NCCIM president Datuk Low Kian Chuan said many small and medium-sized enterprises (SMEs) would be affected by the new proposed minimum wage, with the exemption only be given to micro companies with less than five employees, informal sectors and those experiencing financial losses from Covid-19 pandemic.
“We get bits and pieces of news about the new minimum wage from the media.
“The Prime Minister (Datuk Seri Ismail Sabri Yaakob) and Human Resource Minister (Datuk Seri M Saravanan) have repeatedly promised to have engagement sessions with the business associations but to our disappointment, this announcement was made without any prior engagement and consultation with us.
“In past practices, there had been sufficient engagement and timeline for the implementation of minimum wage,” he said in a statement today.
Saravanan yesterday announced that several employment sectors, including the informal sector, will be given flexibility when the implementation of new minimum wage comes into effect on May 1.
The exemptions, he said, were given to those earning income by doing odd jobs, companies with fewer than five workers and businesses that are facing huge losses due to the pandemic such as hospitality and tourism sectors.
Low, who is also the president of the Associated Chinese Chambers of Commerce and Industry of Malaysia (ACCCIM), said the timing wasn’t right to implement a new minimum wage.
“Our deep concern is that a steep increase in minimum wage comes at a time when businesses are facing substantial increases in business costs, hike in electricity surcharge and also experiencing the worker shortages.

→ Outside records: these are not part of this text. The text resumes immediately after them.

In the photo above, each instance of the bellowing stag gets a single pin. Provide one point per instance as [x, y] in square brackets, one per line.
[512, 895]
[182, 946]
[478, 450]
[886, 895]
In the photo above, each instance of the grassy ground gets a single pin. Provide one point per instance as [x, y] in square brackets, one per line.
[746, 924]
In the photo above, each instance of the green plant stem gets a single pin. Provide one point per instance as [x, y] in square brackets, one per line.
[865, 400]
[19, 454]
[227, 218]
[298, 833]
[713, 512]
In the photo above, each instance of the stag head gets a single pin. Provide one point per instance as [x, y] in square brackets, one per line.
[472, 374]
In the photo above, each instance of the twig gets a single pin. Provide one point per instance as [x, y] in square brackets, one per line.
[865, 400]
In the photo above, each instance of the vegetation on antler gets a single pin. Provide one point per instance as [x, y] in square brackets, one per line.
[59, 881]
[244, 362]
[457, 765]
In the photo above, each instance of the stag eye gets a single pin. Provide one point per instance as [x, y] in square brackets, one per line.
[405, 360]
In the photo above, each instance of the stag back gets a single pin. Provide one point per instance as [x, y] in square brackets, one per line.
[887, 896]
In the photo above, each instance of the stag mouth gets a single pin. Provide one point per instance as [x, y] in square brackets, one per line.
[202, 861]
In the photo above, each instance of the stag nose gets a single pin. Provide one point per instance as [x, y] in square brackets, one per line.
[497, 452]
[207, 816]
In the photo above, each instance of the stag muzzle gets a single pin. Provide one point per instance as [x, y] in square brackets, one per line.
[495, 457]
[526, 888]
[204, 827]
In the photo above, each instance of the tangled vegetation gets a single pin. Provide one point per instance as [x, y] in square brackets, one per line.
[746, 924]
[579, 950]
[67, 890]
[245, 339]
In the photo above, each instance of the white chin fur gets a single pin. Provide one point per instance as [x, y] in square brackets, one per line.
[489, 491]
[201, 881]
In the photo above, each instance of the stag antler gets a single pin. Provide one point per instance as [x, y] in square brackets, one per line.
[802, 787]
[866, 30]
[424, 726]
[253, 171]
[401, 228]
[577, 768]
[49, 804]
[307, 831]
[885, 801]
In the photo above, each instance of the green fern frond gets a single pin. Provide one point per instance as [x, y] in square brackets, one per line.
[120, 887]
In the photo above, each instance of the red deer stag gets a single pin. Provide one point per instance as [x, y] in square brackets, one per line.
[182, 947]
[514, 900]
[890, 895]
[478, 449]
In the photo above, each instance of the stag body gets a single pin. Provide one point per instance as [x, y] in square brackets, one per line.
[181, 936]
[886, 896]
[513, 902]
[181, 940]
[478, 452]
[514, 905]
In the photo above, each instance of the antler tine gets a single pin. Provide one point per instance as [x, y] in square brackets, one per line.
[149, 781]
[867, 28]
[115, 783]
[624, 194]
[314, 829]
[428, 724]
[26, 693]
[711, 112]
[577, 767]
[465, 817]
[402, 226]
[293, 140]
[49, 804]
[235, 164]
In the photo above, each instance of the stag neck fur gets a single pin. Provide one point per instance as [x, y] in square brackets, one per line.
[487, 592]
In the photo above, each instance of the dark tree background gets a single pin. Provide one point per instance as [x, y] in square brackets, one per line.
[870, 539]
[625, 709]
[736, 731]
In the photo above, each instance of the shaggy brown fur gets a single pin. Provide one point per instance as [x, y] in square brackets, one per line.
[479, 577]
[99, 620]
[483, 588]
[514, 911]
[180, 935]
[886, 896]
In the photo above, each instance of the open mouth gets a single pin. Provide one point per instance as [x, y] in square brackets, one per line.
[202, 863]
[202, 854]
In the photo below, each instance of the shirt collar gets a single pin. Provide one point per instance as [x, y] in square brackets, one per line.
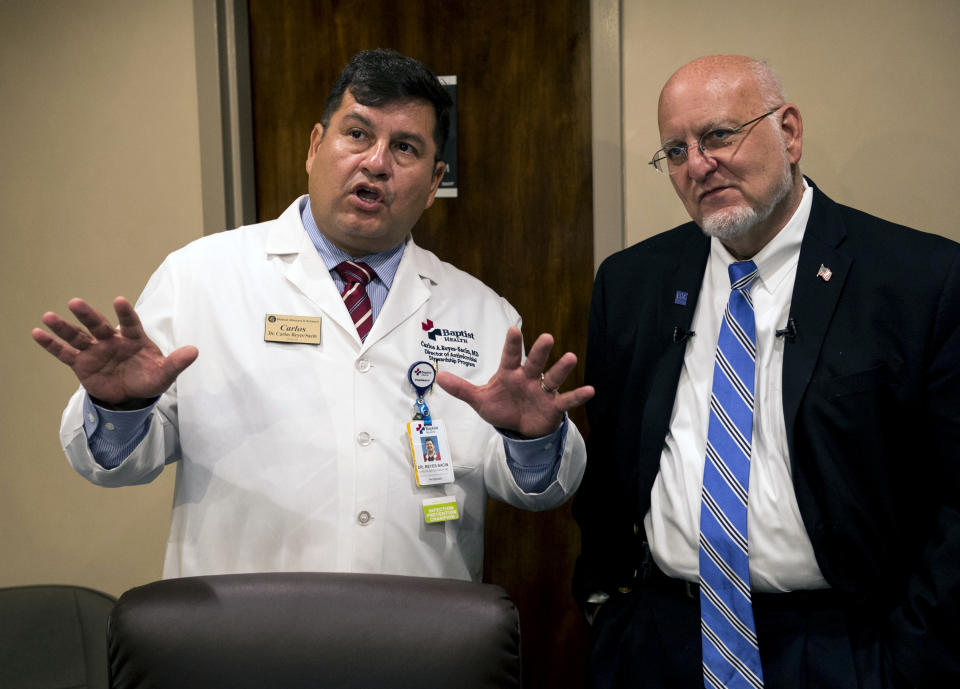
[777, 259]
[384, 263]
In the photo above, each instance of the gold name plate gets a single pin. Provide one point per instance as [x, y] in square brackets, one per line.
[298, 329]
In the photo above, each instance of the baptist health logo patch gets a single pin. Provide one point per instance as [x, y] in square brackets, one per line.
[445, 345]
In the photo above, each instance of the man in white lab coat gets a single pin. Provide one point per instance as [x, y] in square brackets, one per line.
[251, 360]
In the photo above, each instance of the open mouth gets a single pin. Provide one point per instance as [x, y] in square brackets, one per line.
[368, 194]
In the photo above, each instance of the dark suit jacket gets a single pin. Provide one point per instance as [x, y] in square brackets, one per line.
[871, 397]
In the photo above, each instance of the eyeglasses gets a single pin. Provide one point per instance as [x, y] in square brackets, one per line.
[669, 159]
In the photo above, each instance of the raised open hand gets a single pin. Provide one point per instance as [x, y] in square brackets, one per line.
[119, 367]
[522, 398]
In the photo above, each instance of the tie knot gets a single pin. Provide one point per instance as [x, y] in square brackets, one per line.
[353, 272]
[742, 274]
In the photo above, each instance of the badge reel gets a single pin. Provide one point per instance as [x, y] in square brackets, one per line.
[432, 463]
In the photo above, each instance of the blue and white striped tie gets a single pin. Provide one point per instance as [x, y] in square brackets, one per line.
[731, 658]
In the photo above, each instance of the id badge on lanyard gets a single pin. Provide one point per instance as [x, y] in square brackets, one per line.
[429, 448]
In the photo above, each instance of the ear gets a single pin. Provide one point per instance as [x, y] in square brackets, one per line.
[438, 169]
[791, 128]
[316, 136]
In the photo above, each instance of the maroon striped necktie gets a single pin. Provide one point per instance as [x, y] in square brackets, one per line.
[355, 277]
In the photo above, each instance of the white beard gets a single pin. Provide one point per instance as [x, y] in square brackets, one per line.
[730, 223]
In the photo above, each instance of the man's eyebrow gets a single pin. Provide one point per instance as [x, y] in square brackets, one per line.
[360, 118]
[709, 125]
[412, 137]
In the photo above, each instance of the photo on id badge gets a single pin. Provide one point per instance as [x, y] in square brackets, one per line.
[431, 454]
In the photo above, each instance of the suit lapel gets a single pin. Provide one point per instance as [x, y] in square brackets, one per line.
[814, 300]
[680, 290]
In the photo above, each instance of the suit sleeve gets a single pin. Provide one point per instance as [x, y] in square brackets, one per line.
[607, 560]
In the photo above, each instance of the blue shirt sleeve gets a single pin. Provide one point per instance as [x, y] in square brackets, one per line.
[534, 463]
[113, 435]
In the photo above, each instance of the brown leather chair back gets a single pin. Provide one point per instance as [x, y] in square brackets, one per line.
[53, 637]
[316, 630]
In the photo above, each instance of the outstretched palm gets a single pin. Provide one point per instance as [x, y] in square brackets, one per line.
[120, 366]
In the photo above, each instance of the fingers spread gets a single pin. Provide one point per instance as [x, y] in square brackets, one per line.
[512, 349]
[537, 357]
[94, 321]
[128, 319]
[574, 398]
[558, 373]
[59, 349]
[457, 386]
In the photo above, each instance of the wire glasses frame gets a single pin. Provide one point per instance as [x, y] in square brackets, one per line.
[667, 160]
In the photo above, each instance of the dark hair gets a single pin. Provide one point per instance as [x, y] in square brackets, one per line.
[380, 77]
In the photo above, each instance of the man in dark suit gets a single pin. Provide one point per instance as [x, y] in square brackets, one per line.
[853, 508]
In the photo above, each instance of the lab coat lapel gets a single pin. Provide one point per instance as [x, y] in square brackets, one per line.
[306, 270]
[407, 294]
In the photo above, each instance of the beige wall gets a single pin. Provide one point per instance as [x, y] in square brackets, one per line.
[876, 81]
[100, 180]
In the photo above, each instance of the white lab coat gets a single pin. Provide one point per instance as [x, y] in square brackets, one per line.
[295, 457]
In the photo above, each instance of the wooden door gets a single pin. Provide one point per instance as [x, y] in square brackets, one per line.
[522, 222]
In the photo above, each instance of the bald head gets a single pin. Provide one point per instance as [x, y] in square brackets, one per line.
[744, 184]
[753, 79]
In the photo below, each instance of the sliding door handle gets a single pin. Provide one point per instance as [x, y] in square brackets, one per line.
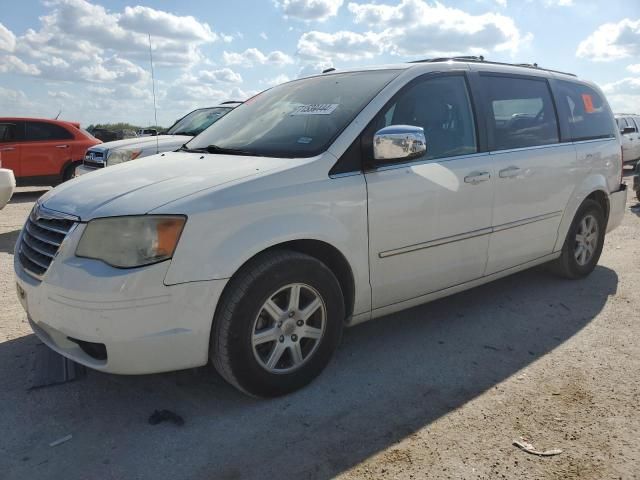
[509, 172]
[477, 177]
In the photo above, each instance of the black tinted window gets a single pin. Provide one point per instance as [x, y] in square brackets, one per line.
[46, 131]
[7, 132]
[441, 107]
[521, 113]
[586, 112]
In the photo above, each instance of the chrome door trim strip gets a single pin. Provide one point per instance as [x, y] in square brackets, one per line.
[526, 221]
[437, 242]
[465, 236]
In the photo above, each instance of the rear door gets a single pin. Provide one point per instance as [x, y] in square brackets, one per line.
[46, 149]
[429, 219]
[628, 139]
[533, 169]
[10, 134]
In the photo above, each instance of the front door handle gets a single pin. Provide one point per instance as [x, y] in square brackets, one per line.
[509, 172]
[477, 177]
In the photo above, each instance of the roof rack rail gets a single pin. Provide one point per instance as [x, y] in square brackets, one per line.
[480, 59]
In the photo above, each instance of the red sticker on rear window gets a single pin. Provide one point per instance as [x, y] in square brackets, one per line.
[588, 103]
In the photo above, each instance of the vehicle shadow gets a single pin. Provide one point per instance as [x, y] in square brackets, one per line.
[390, 378]
[8, 241]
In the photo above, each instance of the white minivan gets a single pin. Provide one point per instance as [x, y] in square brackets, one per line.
[317, 204]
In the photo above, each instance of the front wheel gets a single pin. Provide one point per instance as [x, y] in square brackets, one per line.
[278, 324]
[583, 245]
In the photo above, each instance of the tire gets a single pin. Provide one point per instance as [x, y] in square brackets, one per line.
[574, 263]
[241, 317]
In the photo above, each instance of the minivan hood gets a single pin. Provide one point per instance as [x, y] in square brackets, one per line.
[138, 187]
[164, 142]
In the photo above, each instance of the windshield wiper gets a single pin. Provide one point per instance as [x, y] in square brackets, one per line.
[184, 148]
[190, 133]
[230, 151]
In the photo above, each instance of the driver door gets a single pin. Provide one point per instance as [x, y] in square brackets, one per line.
[430, 218]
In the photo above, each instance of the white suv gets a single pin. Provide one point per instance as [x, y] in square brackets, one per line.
[318, 204]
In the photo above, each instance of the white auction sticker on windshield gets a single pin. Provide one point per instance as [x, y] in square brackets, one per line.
[315, 109]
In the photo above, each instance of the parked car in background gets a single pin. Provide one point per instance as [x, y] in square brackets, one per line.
[322, 202]
[147, 132]
[42, 151]
[629, 126]
[7, 185]
[107, 135]
[636, 181]
[112, 153]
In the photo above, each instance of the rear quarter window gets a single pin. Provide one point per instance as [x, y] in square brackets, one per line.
[46, 131]
[586, 112]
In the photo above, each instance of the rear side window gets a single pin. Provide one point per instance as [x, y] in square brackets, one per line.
[46, 131]
[442, 108]
[521, 112]
[7, 132]
[586, 112]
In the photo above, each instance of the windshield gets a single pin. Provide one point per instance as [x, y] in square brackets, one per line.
[295, 119]
[197, 121]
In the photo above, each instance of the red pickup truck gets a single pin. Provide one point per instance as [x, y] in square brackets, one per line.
[42, 151]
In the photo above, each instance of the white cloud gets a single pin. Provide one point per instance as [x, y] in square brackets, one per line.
[252, 56]
[309, 10]
[15, 102]
[81, 41]
[313, 68]
[624, 95]
[12, 64]
[414, 28]
[7, 39]
[559, 3]
[612, 41]
[277, 80]
[342, 45]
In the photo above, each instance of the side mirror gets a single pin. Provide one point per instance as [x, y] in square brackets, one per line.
[399, 142]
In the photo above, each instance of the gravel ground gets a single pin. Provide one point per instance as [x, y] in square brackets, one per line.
[439, 391]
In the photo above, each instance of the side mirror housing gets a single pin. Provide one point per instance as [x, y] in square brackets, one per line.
[399, 142]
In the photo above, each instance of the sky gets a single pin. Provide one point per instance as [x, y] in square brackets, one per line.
[89, 59]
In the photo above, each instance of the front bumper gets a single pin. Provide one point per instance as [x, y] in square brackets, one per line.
[617, 206]
[145, 326]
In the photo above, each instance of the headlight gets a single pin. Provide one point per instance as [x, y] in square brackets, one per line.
[126, 242]
[120, 156]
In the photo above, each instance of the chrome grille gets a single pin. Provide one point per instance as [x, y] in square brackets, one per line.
[42, 236]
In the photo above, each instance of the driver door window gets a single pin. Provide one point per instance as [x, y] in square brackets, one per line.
[442, 108]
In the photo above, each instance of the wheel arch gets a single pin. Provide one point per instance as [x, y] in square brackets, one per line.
[593, 188]
[326, 253]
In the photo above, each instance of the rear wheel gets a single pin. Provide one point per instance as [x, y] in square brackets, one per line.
[278, 324]
[583, 245]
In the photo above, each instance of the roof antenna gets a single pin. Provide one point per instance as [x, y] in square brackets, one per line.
[153, 88]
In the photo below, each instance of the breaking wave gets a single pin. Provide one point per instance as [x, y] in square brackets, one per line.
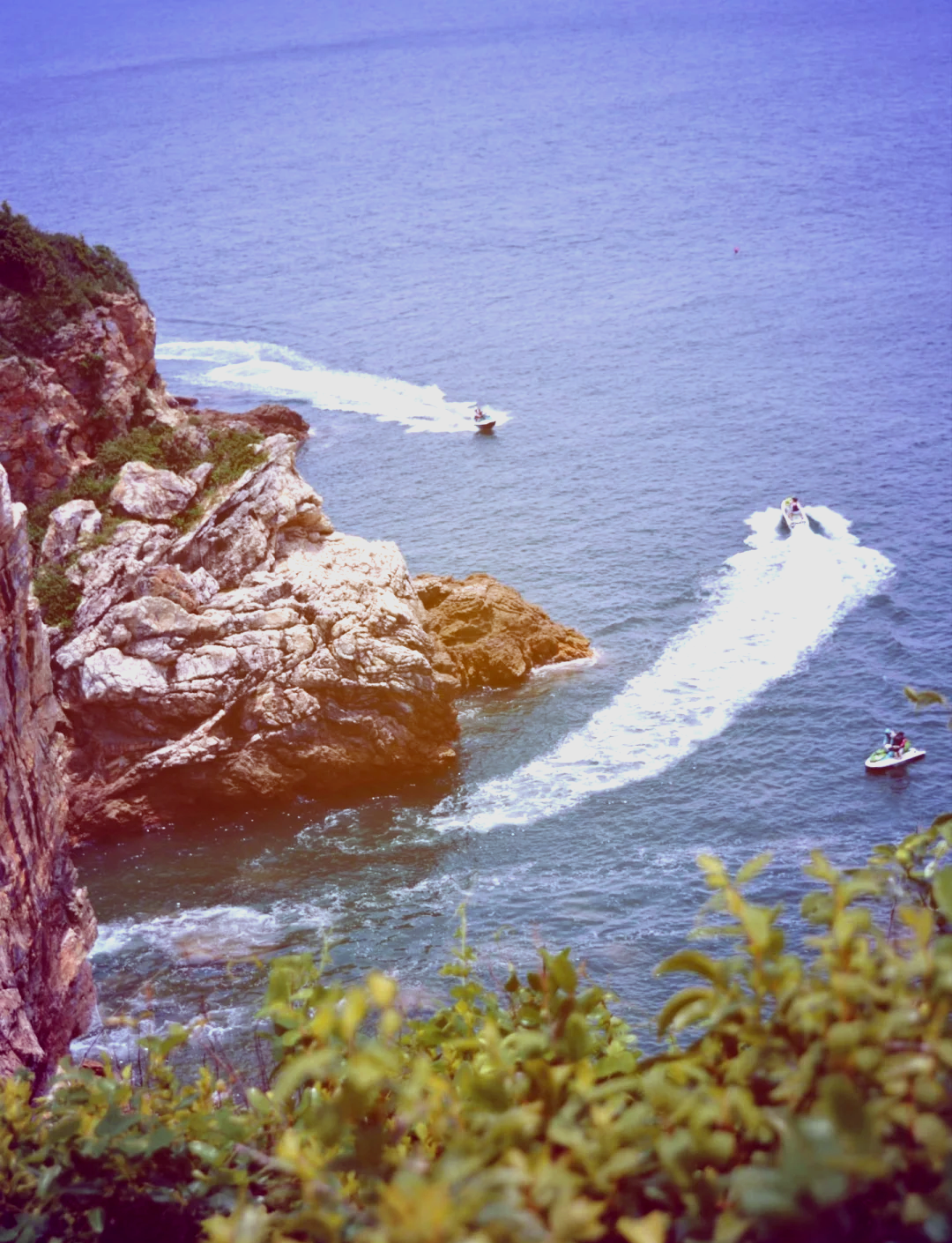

“Imposing additional labour cost on businesses could force the impacted business owners to raise prices of goods and services which can lead to consumer inflation and reduce employment to preserve their business margin.
“The knock-on effect of the proposed minimum wage on other categories of workers will add to higher employment and operating costs,” he said.
He added that most businesses are not financially stable to implement the proposed minimum wage as they are recovering from Covid-19 pandemic.
“The business community needs breathing space to rebuild their business as they are still reeling from the economic and business shocks inflicted by the two-year long pandemic impact, now worsened by the ongoing Russia-Ukraine conflict.
“Most businesses are not financially stable enough to implement the proposed new minimum wage as their cashflow and revenue are still on the mend and have not fully restored back to pre-pandemic levels,” he said.
Low said while NCCIM agreed that minimum wage needed to be reviewed every two years, it cannot accept the “steep hike” from between RM1,100 and RM1,200 to RM1,500 per month.
“NCCIM hopes the government will consider staggering the wage hike in a smaller quantum, between RM100 and RM150, instead of a steep rise of 25 to 36 per cent, in order to ease businesses’ financial burden during this challenging transition from pandemic to endemic phase.
“The risks of the country’s economic recovery remain tilted to the downside,” he said.
He added that NCCIM proposes a co-sharing of wage cost for SMEs through a 50 per cent wage subsidy of the new minimum wage if the government insists on implementing the new minimum wage.
“We look forward to engaging in a more in-depth discussion with the government and Human Resource Ministry on reaching an amicable approach to implement the new minimum wage without significantly disrupting the economic and business recovery track and more importantly, resulting in higher consumer inflation pressure.”